Pytorch Direct ML for non-Nvidia GPUs on Windows

xjdeng · October 25, 2021, 2:21pm

Found this in my social media feed today but haven’t tried it yet:

Theoretically, you’ll be able to use the GPU on Windows with DirectX12 by selecting this backend. This may open up more ways to use Fastai on machines without Nvidia GPUs though Mac users are still SOL unless they dual boot windows.
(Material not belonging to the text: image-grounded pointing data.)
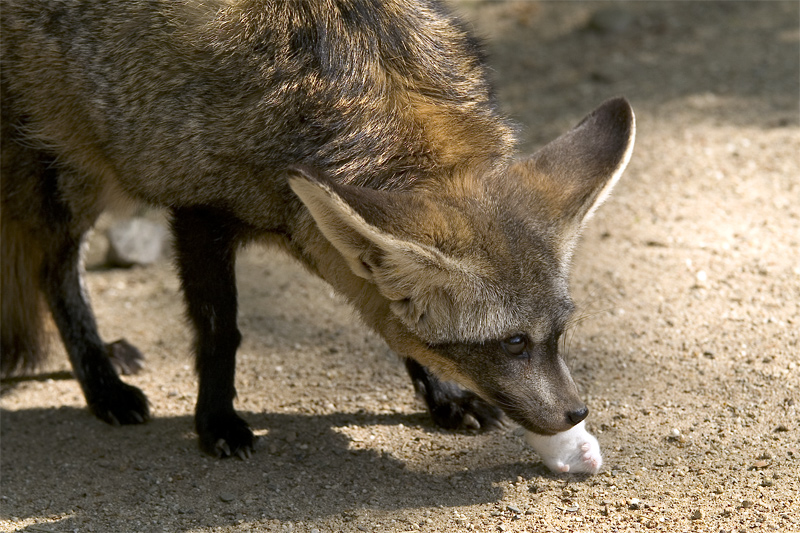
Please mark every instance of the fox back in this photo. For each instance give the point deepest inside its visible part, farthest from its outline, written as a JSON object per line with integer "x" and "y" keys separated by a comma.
{"x": 360, "y": 136}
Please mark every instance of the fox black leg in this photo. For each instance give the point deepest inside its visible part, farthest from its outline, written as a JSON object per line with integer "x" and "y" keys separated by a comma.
{"x": 450, "y": 406}
{"x": 107, "y": 396}
{"x": 206, "y": 242}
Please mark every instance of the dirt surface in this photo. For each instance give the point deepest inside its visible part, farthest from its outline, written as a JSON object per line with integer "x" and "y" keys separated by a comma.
{"x": 686, "y": 347}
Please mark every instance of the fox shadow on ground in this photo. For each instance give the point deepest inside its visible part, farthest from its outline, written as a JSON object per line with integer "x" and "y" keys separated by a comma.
{"x": 303, "y": 464}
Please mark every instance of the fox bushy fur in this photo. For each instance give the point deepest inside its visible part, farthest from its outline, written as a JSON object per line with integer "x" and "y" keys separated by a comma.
{"x": 360, "y": 136}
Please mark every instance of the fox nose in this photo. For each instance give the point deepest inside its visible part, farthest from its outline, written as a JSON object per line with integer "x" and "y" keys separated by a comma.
{"x": 578, "y": 415}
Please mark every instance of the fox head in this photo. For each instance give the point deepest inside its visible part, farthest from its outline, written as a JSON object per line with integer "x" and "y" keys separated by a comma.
{"x": 469, "y": 275}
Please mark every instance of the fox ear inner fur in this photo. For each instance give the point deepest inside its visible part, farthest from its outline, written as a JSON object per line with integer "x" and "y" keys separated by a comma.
{"x": 574, "y": 174}
{"x": 397, "y": 266}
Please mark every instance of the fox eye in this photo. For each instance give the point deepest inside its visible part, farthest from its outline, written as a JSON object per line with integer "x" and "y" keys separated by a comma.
{"x": 515, "y": 346}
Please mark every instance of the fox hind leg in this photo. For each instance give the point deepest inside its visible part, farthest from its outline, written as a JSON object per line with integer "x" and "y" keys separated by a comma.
{"x": 450, "y": 406}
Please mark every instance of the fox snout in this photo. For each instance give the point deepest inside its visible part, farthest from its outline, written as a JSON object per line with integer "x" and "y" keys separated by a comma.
{"x": 536, "y": 389}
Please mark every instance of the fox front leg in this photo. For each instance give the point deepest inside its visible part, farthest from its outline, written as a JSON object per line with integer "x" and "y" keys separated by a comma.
{"x": 206, "y": 242}
{"x": 450, "y": 406}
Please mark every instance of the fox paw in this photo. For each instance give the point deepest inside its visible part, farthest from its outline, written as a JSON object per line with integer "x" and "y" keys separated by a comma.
{"x": 120, "y": 404}
{"x": 225, "y": 435}
{"x": 451, "y": 407}
{"x": 575, "y": 451}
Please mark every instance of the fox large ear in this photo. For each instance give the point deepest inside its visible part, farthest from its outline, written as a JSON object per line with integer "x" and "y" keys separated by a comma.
{"x": 361, "y": 223}
{"x": 572, "y": 175}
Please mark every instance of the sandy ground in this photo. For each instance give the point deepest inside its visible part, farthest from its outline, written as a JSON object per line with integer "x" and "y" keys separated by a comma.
{"x": 688, "y": 281}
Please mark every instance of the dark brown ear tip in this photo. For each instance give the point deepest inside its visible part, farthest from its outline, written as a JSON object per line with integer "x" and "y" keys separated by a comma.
{"x": 617, "y": 110}
{"x": 307, "y": 172}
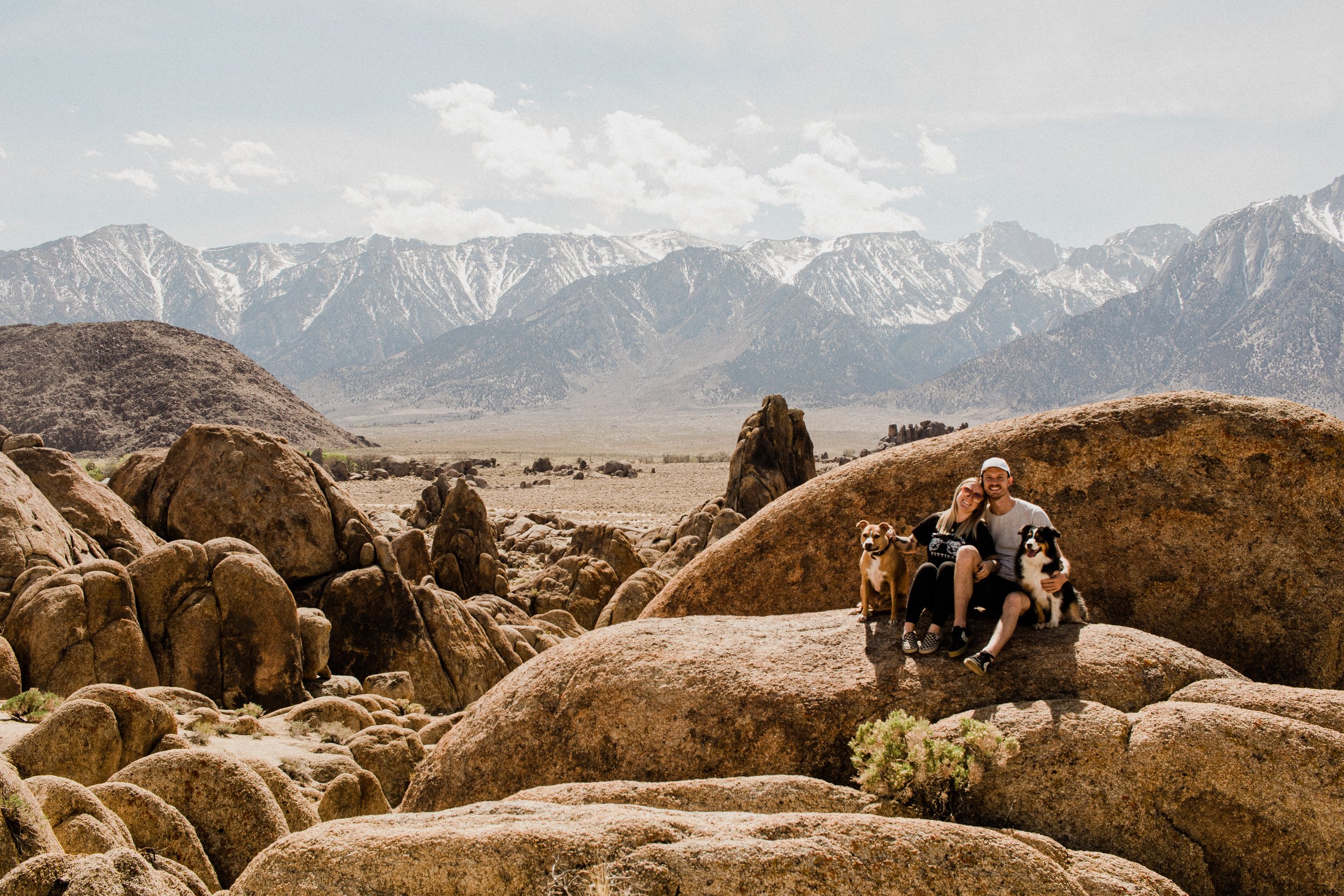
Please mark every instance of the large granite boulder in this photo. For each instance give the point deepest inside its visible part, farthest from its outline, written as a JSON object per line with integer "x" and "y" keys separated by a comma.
{"x": 33, "y": 532}
{"x": 722, "y": 696}
{"x": 761, "y": 794}
{"x": 606, "y": 543}
{"x": 112, "y": 873}
{"x": 1324, "y": 708}
{"x": 221, "y": 621}
{"x": 578, "y": 585}
{"x": 82, "y": 825}
{"x": 635, "y": 594}
{"x": 26, "y": 832}
{"x": 773, "y": 454}
{"x": 89, "y": 507}
{"x": 464, "y": 555}
{"x": 526, "y": 848}
{"x": 381, "y": 622}
{"x": 1219, "y": 800}
{"x": 230, "y": 481}
{"x": 78, "y": 626}
{"x": 155, "y": 825}
{"x": 227, "y": 804}
{"x": 1176, "y": 510}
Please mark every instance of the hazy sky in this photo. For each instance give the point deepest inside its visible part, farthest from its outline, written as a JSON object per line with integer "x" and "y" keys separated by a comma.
{"x": 225, "y": 123}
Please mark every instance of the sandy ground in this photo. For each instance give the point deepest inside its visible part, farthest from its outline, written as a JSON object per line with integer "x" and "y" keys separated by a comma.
{"x": 619, "y": 433}
{"x": 651, "y": 499}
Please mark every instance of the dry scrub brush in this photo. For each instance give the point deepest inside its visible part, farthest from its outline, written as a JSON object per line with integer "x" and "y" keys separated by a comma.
{"x": 898, "y": 759}
{"x": 33, "y": 704}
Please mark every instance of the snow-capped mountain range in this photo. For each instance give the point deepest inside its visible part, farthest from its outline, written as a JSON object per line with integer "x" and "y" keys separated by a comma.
{"x": 1254, "y": 305}
{"x": 305, "y": 311}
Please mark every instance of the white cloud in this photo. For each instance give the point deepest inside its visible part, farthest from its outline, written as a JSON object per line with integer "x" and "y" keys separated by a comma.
{"x": 308, "y": 235}
{"x": 447, "y": 222}
{"x": 838, "y": 147}
{"x": 138, "y": 178}
{"x": 146, "y": 139}
{"x": 752, "y": 124}
{"x": 638, "y": 163}
{"x": 189, "y": 171}
{"x": 399, "y": 207}
{"x": 937, "y": 159}
{"x": 835, "y": 200}
{"x": 242, "y": 159}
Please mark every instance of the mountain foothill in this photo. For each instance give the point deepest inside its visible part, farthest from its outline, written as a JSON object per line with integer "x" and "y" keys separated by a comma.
{"x": 999, "y": 321}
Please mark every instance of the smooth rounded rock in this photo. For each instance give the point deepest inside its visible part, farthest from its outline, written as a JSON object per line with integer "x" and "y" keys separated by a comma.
{"x": 80, "y": 741}
{"x": 523, "y": 848}
{"x": 1183, "y": 470}
{"x": 158, "y": 827}
{"x": 725, "y": 696}
{"x": 227, "y": 804}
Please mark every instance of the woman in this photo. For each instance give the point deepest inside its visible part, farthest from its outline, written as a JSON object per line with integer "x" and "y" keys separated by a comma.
{"x": 956, "y": 537}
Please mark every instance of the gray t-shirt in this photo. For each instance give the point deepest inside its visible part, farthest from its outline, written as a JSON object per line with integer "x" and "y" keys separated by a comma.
{"x": 1006, "y": 527}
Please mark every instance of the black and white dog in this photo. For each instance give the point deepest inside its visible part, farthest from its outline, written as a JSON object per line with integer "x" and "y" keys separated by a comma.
{"x": 1039, "y": 558}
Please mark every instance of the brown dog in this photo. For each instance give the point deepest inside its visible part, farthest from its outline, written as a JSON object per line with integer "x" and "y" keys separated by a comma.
{"x": 882, "y": 567}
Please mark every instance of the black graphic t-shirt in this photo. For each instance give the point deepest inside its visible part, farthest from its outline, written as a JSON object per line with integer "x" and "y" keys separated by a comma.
{"x": 944, "y": 546}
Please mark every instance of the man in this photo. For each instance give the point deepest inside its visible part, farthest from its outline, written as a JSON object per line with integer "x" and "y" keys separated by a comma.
{"x": 998, "y": 593}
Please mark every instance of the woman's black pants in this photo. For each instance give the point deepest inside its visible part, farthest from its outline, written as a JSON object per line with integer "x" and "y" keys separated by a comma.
{"x": 932, "y": 589}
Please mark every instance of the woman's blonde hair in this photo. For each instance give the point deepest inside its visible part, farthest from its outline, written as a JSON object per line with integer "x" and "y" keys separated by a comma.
{"x": 964, "y": 529}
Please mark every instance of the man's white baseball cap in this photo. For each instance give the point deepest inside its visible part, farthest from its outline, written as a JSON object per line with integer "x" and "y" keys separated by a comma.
{"x": 995, "y": 462}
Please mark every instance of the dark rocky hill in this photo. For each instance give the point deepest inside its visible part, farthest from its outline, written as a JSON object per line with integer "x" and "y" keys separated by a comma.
{"x": 117, "y": 388}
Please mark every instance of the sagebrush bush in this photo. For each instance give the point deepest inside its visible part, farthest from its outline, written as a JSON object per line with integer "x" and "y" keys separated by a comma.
{"x": 202, "y": 731}
{"x": 334, "y": 733}
{"x": 898, "y": 759}
{"x": 33, "y": 704}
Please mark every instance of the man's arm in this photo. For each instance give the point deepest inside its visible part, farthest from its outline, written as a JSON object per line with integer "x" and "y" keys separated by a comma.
{"x": 1055, "y": 582}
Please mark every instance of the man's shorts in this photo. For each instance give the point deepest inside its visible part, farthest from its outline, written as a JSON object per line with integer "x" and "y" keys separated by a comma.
{"x": 990, "y": 596}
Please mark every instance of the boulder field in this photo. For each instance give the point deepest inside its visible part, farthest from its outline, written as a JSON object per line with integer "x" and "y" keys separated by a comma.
{"x": 1195, "y": 516}
{"x": 528, "y": 848}
{"x": 1221, "y": 800}
{"x": 724, "y": 696}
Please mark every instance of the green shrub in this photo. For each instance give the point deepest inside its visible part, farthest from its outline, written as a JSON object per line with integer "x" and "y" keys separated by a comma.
{"x": 334, "y": 733}
{"x": 898, "y": 759}
{"x": 202, "y": 731}
{"x": 31, "y": 706}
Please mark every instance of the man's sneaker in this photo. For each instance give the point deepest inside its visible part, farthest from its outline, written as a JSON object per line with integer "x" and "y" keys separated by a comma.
{"x": 959, "y": 642}
{"x": 980, "y": 663}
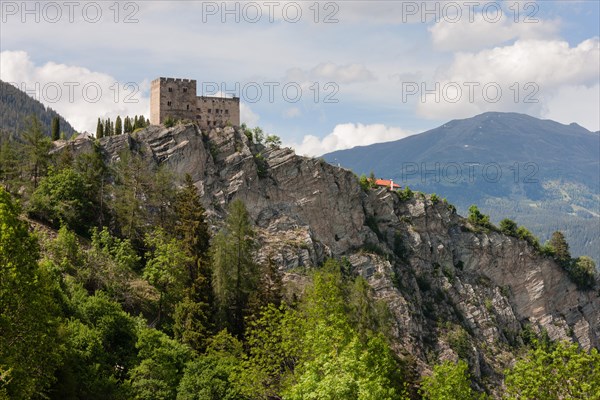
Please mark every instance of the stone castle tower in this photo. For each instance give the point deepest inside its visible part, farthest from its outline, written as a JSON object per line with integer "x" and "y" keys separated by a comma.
{"x": 176, "y": 98}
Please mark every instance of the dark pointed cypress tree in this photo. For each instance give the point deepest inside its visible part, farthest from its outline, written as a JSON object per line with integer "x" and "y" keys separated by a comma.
{"x": 118, "y": 125}
{"x": 99, "y": 130}
{"x": 55, "y": 130}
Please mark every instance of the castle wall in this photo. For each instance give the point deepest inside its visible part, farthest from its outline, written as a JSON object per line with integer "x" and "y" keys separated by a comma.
{"x": 217, "y": 111}
{"x": 176, "y": 98}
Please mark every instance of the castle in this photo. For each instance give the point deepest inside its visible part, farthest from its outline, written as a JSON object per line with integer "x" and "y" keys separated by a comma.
{"x": 176, "y": 98}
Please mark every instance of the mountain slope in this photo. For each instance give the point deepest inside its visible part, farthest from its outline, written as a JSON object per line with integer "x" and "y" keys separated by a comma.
{"x": 440, "y": 276}
{"x": 16, "y": 106}
{"x": 541, "y": 173}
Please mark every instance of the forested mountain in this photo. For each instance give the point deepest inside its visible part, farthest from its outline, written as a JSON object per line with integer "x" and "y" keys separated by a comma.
{"x": 175, "y": 263}
{"x": 541, "y": 173}
{"x": 16, "y": 106}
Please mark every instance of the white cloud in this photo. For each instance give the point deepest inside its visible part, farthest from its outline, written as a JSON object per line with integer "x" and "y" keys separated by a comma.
{"x": 575, "y": 104}
{"x": 481, "y": 33}
{"x": 345, "y": 136}
{"x": 531, "y": 75}
{"x": 323, "y": 72}
{"x": 78, "y": 94}
{"x": 292, "y": 112}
esistgut · November 4, 2021, 2:39am

Hello, I’m new here, this is the only thread discussing fastai on pytorch-directml on the internet.
Did you actually give it a try? I’m just starting the fastai course and I would like to test it locally on my Radeon 5700 XT GPU. This could be the only way to do it but I don’t know the library enough yet to test it myself.

Girard5416 · November 25, 2021, 11:40am

Thanks for sharing this info this is useful keep it up.

xjdeng · November 22, 2022, 1:01am

Update: I’ve been able to install DirectML and Fastai together. Pytorch seems to use DirectML alright but Fastai seems to fall back to the CPU even when I specifically tell it to use DirectML.

Here’s how to reproduce on a Windows machine. Yes, I know I’m using pip but DirectML doesn’t seem to like Conda for some reason. Yes, you’ll need to eventually uninstall the default pytorch and replace it with pytorch-directml.

conda create -n directml-test python=3.8 ipython

conda activate directml-test

pip install fastai torchvision==0.9.0

pip uninstall torch

pip install pytorch-directml

Now open up Python and run the following:

import torch

tensor1 = torch.tensor([1]).to("dml")
tensor2 = torch.tensor([2]).to("dml")
dml_algebra = tensor1 + tensor2
dml_algebra.item()

You shouldn’t get an error if your DirectML is set up.

Now run the following:

from fastai.vision.all import *

def catsanddogs(mydevice = "dml"):
    path = untar_data(URLs.PETS)
    files = get_image_files(path/"images")
    def label_func(f): return f[0].isupper()
    defaults.device = torch.device(mydevice)
    dls = ImageDataLoaders.from_name_func(path, files, label_func, item_tfms=Resize(224), num_workers=0)
    learn = cnn_learner(dls, resnet34, metrics=error_rate)
    learn.fine_tune(1)

Invoke the following and open your Windows Task Manager, monitoring your CPU and Memory usage patterns:

catsanddogs('cpu')

Afterwards, run the following to do the exact same as above but on the DirectML GPU:

catsanddogs('gpu')

At least for me, I see the exact same pattern of CPU and Memory usage as well as training speed. It’s as if it’s using the CPU instead of the DirectML GPU. I’ve confirmed the exact same behavior on two different computers! I’m not sure if your experience is the same; maybe I’m not using the right commands or what not?